Сдаваться мне было нельзя, отступать некуда, и я решился на отчаянный поступок. Я, что называется, легализовался и в ответ на истребительную очередь неудач выдал столь же энергичную очередь телефонных звонков. Петрусь Бровка, Петр Глебка, Максим Танк и Янка Брыль — лауреаты, депутаты, академики, влиятельнейшие люди республики подключились к операции «Гроб», чтобы помочь своему московскому собрату. Через час мне стало известно, что за дело взялся министр (уж не помню теперь, какого именно министерства), а еще через полчаса было велено, чтобы я ехал на базар, нашел там в дальнем и глухом углу будку некоего кустаря-одиночки, который — по личной просьбе министра! — сделает для меня все что нужно.

Между тем приближался час дня, и я должен был бежать в магазин за гробом. В уверенности, что гроб куплю (эта уверенность подкреплялась теперь высоким звонком к директору «Похоронных принадлежностей»), я остановил на улице пустой грузовик, договорился с шофером и приехал с ним к магазину.

Гробов еще не было. Шофер грузовика нервничал и все порывался уехать, но я ему хорошо заплатил, дав деньги вперед. Так что этот участок фронта как будто стабилизировался.

Минуты ожидания скрасились разглядыванием большой серой витрины, или, точнее сказать, стенда (фанера, обтянутая материей, на каких обычно вывешиваются фотографии передовиков производства). На этом стенде было написано: «Образцы памятников, изготовляемых по заказам населения». Меня удивило, что вся очень просторная доска (на ней могло бы уместиться образцов пятьдесят) была пуста, только в правом нижнем углу ее сиротливо висела тусклая фотография, изображающая унылую, серую, тупую, бездарную, безобразную бетонную тумбу. Господи, сделай как-нибудь так, чтобы на моей могиле не стояло такого памятника. И зачем вывешивать образец, если он один-единственный и выбирать все равно не приходится?

Я давно для себя установил, что весь народ уже несколько десятилетий живет по своеобразной пайковой системе, распространяемой на все без исключения стороны жизни. Заходя в магазин, человек покупает не то, что он хотел бы купить, а что есть в наличии. Выбор же, как правило, очень ограничен, если вообще возможен. Недаром же укоренилось в нашем быту слово «дают» вместо «продают».

В этом «дают» таится глубокий смысл. Всякий ведь понимает, что дают-то дают, но не просто дают, а за деньги. Но все же именно дают, как можно давать только при повседневном и жестком ограничении, как можно давать только паек, самый минимум.

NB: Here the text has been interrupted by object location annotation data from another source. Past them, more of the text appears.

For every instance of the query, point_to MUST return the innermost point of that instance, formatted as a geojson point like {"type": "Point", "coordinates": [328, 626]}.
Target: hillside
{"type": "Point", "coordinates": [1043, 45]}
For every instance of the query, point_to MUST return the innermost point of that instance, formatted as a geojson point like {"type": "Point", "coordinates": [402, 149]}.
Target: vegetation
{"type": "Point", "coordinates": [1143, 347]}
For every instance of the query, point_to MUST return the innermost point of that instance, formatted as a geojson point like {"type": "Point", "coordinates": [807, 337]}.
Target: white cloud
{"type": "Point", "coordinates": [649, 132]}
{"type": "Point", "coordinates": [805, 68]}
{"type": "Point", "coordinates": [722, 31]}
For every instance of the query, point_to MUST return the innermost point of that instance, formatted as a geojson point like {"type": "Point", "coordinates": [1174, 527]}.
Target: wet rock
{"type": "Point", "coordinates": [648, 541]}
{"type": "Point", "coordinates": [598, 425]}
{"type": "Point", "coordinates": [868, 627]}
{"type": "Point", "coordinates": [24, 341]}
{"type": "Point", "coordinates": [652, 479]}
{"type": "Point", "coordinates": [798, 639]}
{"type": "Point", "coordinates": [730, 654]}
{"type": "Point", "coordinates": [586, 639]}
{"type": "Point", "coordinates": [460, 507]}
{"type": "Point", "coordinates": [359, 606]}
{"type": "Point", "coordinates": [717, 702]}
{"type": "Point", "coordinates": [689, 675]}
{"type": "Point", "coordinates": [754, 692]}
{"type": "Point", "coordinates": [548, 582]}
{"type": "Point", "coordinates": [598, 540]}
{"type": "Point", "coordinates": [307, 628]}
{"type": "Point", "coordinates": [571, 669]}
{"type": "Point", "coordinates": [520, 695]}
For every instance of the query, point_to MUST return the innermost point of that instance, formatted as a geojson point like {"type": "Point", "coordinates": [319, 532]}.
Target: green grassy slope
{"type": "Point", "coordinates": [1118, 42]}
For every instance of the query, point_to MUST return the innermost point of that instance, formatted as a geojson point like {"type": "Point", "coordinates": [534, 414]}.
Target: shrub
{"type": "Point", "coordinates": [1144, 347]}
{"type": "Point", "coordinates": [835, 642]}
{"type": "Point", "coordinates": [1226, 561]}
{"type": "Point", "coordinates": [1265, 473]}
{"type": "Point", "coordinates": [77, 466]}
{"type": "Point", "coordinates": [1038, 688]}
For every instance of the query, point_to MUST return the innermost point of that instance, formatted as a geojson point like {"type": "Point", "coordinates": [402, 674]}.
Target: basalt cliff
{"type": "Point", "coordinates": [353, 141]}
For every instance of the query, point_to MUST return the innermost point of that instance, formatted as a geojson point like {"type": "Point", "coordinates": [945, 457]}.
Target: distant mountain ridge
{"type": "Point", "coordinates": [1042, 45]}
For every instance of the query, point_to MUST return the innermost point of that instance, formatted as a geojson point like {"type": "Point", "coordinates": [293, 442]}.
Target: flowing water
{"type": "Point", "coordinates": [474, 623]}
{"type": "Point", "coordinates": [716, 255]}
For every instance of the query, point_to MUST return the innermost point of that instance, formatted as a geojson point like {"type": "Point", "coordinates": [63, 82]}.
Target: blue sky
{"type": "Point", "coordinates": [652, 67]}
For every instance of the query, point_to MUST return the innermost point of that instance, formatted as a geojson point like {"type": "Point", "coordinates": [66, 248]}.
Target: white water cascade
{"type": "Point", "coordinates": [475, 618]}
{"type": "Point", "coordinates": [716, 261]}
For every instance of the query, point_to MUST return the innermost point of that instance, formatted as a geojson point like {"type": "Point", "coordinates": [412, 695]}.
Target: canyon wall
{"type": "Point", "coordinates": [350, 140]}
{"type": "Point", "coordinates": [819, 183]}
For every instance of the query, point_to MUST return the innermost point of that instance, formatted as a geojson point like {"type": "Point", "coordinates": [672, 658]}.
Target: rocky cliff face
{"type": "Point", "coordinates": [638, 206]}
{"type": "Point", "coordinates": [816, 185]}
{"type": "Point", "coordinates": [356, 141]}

Вы хотели бы купить к обеду что-нибудь по своему выбору: парную говяжью вырезку, печенку, язык, рубец, свиные ножки, куриные потроха, мясную свинину, бараньи мозги, телятину, овечью голову, бычьи хвосты, эскалоп, антрекот, молодого поросенка, гуся, индейку, куропатку, рябчика, коровье вымя, кролика… Вы заходите в двадцать магазинов подряд и в каждом встречаете — если вообще встречаете — либо только говядину второй категории, выдаваемой за первую, либо баранину, либо, что всего вероятнее, говяжьи или свиные почки. Вот и все, из чего вы можете выбрать. Это в Москве, в столице. В областных же, а тем более районных городах не найти и этого.

Вы пожелали купить грибы (в нашей лесной стране грибы не экзотика) и про себя начинаете думать, каких грибов вам больше хочется: груздей, волнушек, чернух, маслят, сыроежек, лисичек, белых, подберезовиков, шампиньонов? Или, может быть, трюфелей? Иди, может быть, маринованного кесарева гриба? Вы обходите весь город и или вообще не находите никаких грибов, или всюду встречаете только один сорт, который сегодня завезли и «дают». Скорее всего это будут маринованные маслята.

Конечно, в разное время могут появиться, мелькнуть на прилавке то одни грибы, то другие. Случится иногда и говяжья печенка, индейка или гусь, но не бывает так, чтобы вам был предоставлен выбор. Порой вы сможете достать, пожалуй что, и рубец или даже соленые рыжики (хотя и то и другое маловероятно), но вы никогда не купите того, чего душа просит, и просит сию же минуту. И планировать свои покупки вы не в состоянии, потому что вынуждены довольствоваться тем, что «дают».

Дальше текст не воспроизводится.